Kaifar riss sie aus ihren Betrachtungen. „Was für eine Arbeit machen Sie denn?“, fragte er.
„Ich bin Verkäuferin in einer Modeboutique“, erwiderte sie. Es war nicht der Beruf, den sie sich freiwillig ausgesucht hätte, aber wie sich herausgestellt hatte, war sie gut darin. Durch Provisionen verdiente sie mehr, als sie bei leichter Bürotätigkeit hätte erzielen können. Und da sie schlank war, erhielt sie ein paar wunderbare Kleidungsstücke zu sehr günstigen Preisen. „Manche meiner ehemaligen Freundinnen sind gute Kundinnen.“ Das war eine Tatsache, die diese mehr genossen als Caroline.
„Ihr Vater hat sein Geld verloren, Sie aber nicht Ihre Schönheit“, erklärte Kaifar.

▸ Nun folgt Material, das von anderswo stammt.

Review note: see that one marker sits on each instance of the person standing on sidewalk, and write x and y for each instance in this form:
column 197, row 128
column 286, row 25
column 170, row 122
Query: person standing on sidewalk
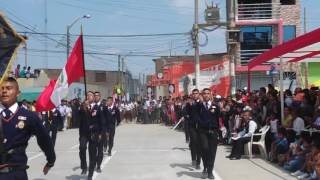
column 209, row 132
column 112, row 116
column 193, row 109
column 84, row 114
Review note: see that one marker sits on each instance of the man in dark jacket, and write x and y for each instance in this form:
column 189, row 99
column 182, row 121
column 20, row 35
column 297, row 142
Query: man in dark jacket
column 112, row 115
column 84, row 130
column 209, row 132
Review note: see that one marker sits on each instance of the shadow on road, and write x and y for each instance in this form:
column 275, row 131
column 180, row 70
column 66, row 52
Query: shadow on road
column 184, row 166
column 188, row 173
column 180, row 148
column 76, row 177
column 269, row 171
column 76, row 168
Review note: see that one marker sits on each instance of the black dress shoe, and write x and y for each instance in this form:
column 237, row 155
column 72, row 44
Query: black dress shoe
column 210, row 176
column 84, row 171
column 98, row 170
column 204, row 174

Caroline seufzte. Sich mit Kaifar zu unterhalten, war eine Erleichterung. Vielleicht lag es daran, dass er ein Fremder war, dem sie vermutlich nie wieder begegnen würde. Und doch kam er ihr nicht wie ein Fremder vor, sondern wie jemand, auf den sie gewartet hatte. Sie ahnte, dass dies ein gefährlicher Gedanke war, und verdrängte ihn, ehe er Raum gewann.